Every JWT consists of three parts separated by dots: header.payload.signature. Each part is Base64URL-encoded. The header typically contains the signing algorithm (alg) and token type (typ). The payload holds the claims — the actual data being transmitted. The signature is created by signing the encoded header and payload with a secret key (HMAC) or a private key (RSA/ECDSA), ensuring the token has not been tampered with.
| Field | Description | Example |
|---|---|---|
alg | Signing algorithm | HS256, RS256, ES256 |
typ | Token type | JWT |
kid | Key ID (for key rotation) | my-key-1 |
| Claim | Full Name | Purpose |
|---|---|---|
sub | Subject | Identifies the user or entity the token represents |
iat | Issued At | Unix timestamp when the token was created |
exp | Expiration | Unix timestamp after which the token is invalid |
iss | Issuer | Identifies who issued the token (e.g., your auth server) |
aud | Audience | Identifies the intended recipient (e.g., your API) |
nbf | Not Before | Unix timestamp before which the token is not valid |
jti | JWT ID | Unique identifier to prevent token replay |
JWTs are widely used across the modern development stack. In API authentication, clients send a JWT in the Authorization: Bearer header with each request. OAuth 2.0 and OpenID Connect use JWTs as access tokens and ID tokens. Single Sign-On (SSO) systems issue JWTs so users can authenticate once and access multiple services.
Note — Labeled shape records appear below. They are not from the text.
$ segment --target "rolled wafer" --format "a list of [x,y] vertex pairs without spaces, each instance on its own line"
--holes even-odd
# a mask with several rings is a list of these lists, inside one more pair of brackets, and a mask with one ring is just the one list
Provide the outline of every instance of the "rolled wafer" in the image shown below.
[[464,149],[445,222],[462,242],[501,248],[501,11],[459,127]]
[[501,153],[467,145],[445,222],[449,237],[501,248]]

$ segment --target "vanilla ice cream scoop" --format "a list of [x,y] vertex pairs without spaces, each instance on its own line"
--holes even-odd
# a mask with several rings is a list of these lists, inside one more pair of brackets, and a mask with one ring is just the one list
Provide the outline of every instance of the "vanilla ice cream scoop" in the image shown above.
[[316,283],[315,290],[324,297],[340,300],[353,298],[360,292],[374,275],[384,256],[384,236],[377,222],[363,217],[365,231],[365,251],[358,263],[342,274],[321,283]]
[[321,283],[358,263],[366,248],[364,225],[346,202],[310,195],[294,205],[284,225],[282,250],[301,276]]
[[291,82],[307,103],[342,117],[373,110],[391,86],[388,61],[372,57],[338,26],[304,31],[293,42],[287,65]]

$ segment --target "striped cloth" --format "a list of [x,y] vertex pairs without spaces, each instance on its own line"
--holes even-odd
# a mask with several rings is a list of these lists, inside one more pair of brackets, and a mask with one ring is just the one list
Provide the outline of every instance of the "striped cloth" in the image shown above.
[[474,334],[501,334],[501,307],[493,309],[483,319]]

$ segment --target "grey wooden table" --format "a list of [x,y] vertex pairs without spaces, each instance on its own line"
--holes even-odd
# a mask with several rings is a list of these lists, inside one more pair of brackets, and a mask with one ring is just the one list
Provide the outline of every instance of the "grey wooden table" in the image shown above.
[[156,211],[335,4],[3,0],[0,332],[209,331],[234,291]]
JWTs also appear in session management, webhook signatures, and service-to-service communication in microservice architectures.
JWTs are encoded, not encrypted. Anyone who has a JWT can decode the header and payload — no secret key is needed to read the contents. This means you should never put sensitive information (passwords, credit card numbers, personal secrets) in a JWT payload unless you also apply JWE (JSON Web Encryption). This decoder tool demonstrates exactly that: it reads the header and payload without any key at all.
This tool decodes but does not verify signatures. Signature verification requires the secret key (for HMAC algorithms like HS256) or the public key (for asymmetric algorithms like RS256 or ES256). In production systems, always verify the signature before trusting any claims in the payload.
Paste any JWT into the text area above. The decoder will instantly split the token into its three parts and display the header and payload as formatted, syntax-highlighted JSON. Time-based claims like exp, iat, and nbf are automatically converted to human-readable dates, and the status bar shows whether the token is expired. The raw signature is displayed separately for reference.
This decoder runs 100% client-side in your browser. Your tokens are never transmitted to any server — they stay entirely on your machine. This makes it safe to decode production tokens during debugging without risking exposure.